Lately, I've been more prone to picking and choosing what I want people to know. This bothers me a lot. It is only one of many ways that I have seen myself withdrawing from people, turning inward and away. I have always been an open person, excited to meet new people, easily cheered up when down, etc. But now I hate meeting new people. My chemo cap gives me away. Most people are pretty good at masking their surprise after the initial curious look, but I imagine during the rest of the interaction that they they are burning with curiosity to know what is wrong with me. The thought of socializing makes me cringe. I feel like I am walking around with my hands clenched shut - and I hate that feeling, like I'm closing myself to the world.
Remember back when I wrote about Fiery Darts and Faith (Sept25)? I wrote about a hard realization I'd had that much of my faith until that time had been built on my good circumstances rather than on God, and that the stripping of my circumstances made me feel groundless. Well, I see now that another thing I have had faith in is my own good nature. "I'm a happy person, easy to get along with, people like me, of course God Loves me etc." But in the last while my good nature has also gone to the wind. I'm cranky and I complain a lot in my head. ("I hate being back on chemo. I'm so weak. I'm so breathless. I spend all my time sleeping. I'm always freezing. This sucks. My life is pointless. I don't want to talk to that person."

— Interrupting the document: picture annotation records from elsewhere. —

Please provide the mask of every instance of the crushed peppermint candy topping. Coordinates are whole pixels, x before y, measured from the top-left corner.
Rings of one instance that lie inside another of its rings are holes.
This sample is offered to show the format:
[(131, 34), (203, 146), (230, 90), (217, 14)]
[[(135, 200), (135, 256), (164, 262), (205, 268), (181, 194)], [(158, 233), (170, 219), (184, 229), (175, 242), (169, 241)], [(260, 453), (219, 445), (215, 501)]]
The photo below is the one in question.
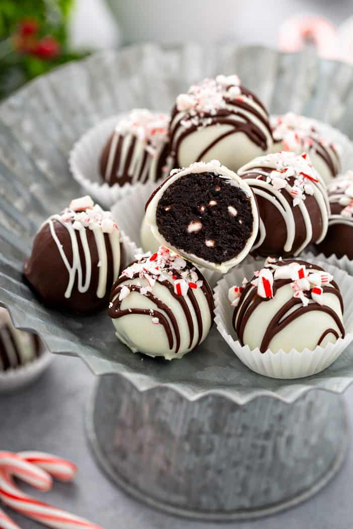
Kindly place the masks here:
[[(313, 195), (315, 184), (321, 183), (306, 152), (298, 155), (279, 151), (255, 158), (251, 165), (259, 170), (263, 167), (272, 169), (268, 174), (261, 173), (259, 179), (266, 180), (279, 193), (285, 189), (293, 197), (294, 206), (304, 200), (307, 195)], [(250, 169), (247, 167), (246, 170)]]
[(178, 112), (185, 113), (180, 122), (183, 126), (207, 126), (212, 123), (210, 116), (226, 108), (227, 100), (245, 98), (251, 98), (242, 92), (237, 75), (218, 75), (215, 78), (204, 79), (199, 85), (192, 85), (187, 94), (180, 94), (177, 97), (176, 107)]
[(146, 149), (155, 155), (168, 141), (169, 117), (166, 114), (151, 112), (147, 108), (135, 108), (115, 127), (119, 134), (132, 134), (144, 143)]
[(178, 296), (186, 296), (189, 288), (194, 290), (202, 287), (203, 281), (199, 279), (195, 267), (189, 267), (180, 256), (165, 247), (160, 246), (154, 253), (149, 252), (136, 257), (137, 261), (123, 270), (121, 277), (125, 276), (131, 279), (138, 275), (146, 279), (147, 285), (141, 287), (140, 290), (142, 295), (151, 292), (156, 281), (169, 281)]
[(110, 211), (104, 211), (98, 204), (94, 204), (88, 195), (72, 200), (59, 217), (63, 222), (71, 222), (74, 230), (100, 228), (103, 233), (112, 233), (114, 230), (119, 230)]
[(322, 136), (315, 122), (304, 116), (287, 112), (271, 117), (270, 123), (274, 140), (281, 142), (285, 151), (310, 153), (315, 150), (318, 143), (324, 147), (331, 147), (336, 151), (339, 150), (338, 145)]
[[(264, 268), (254, 272), (255, 278), (250, 284), (257, 289), (258, 296), (264, 299), (273, 298), (274, 281), (290, 279), (293, 297), (300, 299), (304, 306), (310, 303), (323, 305), (322, 287), (332, 281), (333, 278), (330, 273), (315, 269), (308, 270), (305, 264), (296, 261), (288, 264), (279, 265), (277, 263), (277, 260), (269, 257)], [(242, 286), (234, 286), (229, 289), (228, 299), (232, 306), (237, 306), (244, 288), (248, 283), (245, 278)]]
[(347, 171), (337, 177), (328, 186), (331, 204), (339, 204), (344, 207), (340, 212), (342, 217), (353, 216), (353, 171)]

With my good nature stripped away it is hard for me to believe that any person, let alone God loves me. Yet another layer of the onion that is me peeled away.
All I see in me right now is ugliness and pointlessness, but regardless of that, I want to share myself openly both with you and with God. Why? Because I do not want to walk around with my hands in fists. I want my hands to be open. But they won't be open if I am trying to hide my ugliness. People will never know what is inside of me if I don't show them. And if they don't know what is inside of me, they won't be able to relate to me. If people can't relate to me... well, then I will be a lonely person.

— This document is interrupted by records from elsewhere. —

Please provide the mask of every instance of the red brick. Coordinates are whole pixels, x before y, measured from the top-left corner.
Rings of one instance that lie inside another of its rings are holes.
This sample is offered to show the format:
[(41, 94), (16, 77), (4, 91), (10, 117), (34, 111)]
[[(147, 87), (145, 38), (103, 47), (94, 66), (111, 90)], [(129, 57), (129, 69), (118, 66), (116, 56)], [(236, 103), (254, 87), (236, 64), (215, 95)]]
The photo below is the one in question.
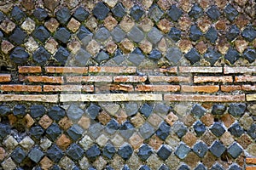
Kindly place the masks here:
[(32, 85), (2, 85), (0, 89), (6, 92), (42, 92), (41, 86), (32, 86)]
[(77, 74), (85, 74), (88, 73), (87, 67), (55, 67), (55, 66), (47, 66), (45, 67), (45, 71), (47, 73), (77, 73)]
[(157, 68), (157, 69), (143, 69), (139, 70), (140, 72), (168, 72), (168, 73), (177, 73), (177, 67), (168, 67), (168, 68)]
[(235, 82), (256, 82), (256, 76), (235, 76)]
[(247, 167), (246, 170), (256, 170), (256, 167)]
[(131, 92), (134, 91), (133, 86), (129, 84), (98, 84), (96, 85), (96, 92), (102, 91), (125, 91)]
[(93, 85), (44, 85), (44, 92), (93, 92)]
[(181, 86), (182, 92), (202, 92), (202, 93), (215, 93), (219, 89), (218, 86), (189, 86), (183, 85)]
[(256, 66), (250, 67), (224, 67), (224, 74), (234, 74), (234, 73), (256, 73)]
[(178, 67), (179, 72), (198, 72), (198, 73), (222, 73), (222, 67), (189, 67), (189, 66), (180, 66)]
[(233, 92), (241, 90), (241, 87), (240, 85), (221, 85), (220, 90), (223, 92)]
[(113, 76), (113, 82), (143, 82), (147, 80), (147, 76)]
[(110, 76), (67, 76), (67, 82), (111, 82)]
[(256, 91), (256, 85), (241, 85), (241, 89), (244, 91)]
[(247, 157), (246, 162), (247, 164), (256, 164), (256, 157)]
[(8, 82), (11, 81), (10, 74), (0, 74), (0, 82)]
[[(23, 81), (20, 80), (20, 81)], [(49, 83), (64, 83), (63, 76), (27, 76), (24, 81), (30, 82), (49, 82)]]
[(94, 73), (136, 73), (137, 67), (134, 66), (90, 66), (89, 72)]
[(233, 82), (232, 76), (194, 76), (194, 82)]
[(245, 95), (165, 94), (164, 99), (167, 101), (240, 102), (245, 101)]
[(148, 76), (149, 82), (191, 82), (190, 76)]
[(39, 73), (42, 72), (40, 66), (19, 66), (19, 73)]
[(137, 91), (143, 92), (177, 92), (180, 90), (178, 85), (137, 85), (135, 88)]

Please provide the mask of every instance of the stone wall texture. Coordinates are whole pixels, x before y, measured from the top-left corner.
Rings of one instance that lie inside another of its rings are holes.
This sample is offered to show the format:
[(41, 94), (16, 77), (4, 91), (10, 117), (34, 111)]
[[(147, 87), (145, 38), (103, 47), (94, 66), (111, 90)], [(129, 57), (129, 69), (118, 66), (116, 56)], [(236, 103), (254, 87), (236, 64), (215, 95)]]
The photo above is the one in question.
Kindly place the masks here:
[(256, 170), (256, 2), (0, 2), (0, 169)]

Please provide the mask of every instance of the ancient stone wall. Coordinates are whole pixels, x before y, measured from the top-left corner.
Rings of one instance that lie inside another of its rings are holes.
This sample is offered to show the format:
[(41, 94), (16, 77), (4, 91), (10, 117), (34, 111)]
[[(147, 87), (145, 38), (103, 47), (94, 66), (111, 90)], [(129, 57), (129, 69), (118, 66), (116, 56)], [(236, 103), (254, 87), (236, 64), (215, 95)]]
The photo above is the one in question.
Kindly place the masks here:
[(254, 1), (0, 11), (0, 169), (256, 169)]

Yes, I am back on chemo now and it is pure joy (let the sarcasm flow!). It is only for five days, but it is an increased dosage. I haven't been able to eat but that hasn't stopped my stomach from regurgitating bile. I am always freezing, regardless of how many blankets and layers I wear and my attitude SUCKS! I feel like throwing things. Two more days.
For those of you who feel that I have been denying myself by not being angry... here you go. I'm angry. Not at anything in particular... just angry.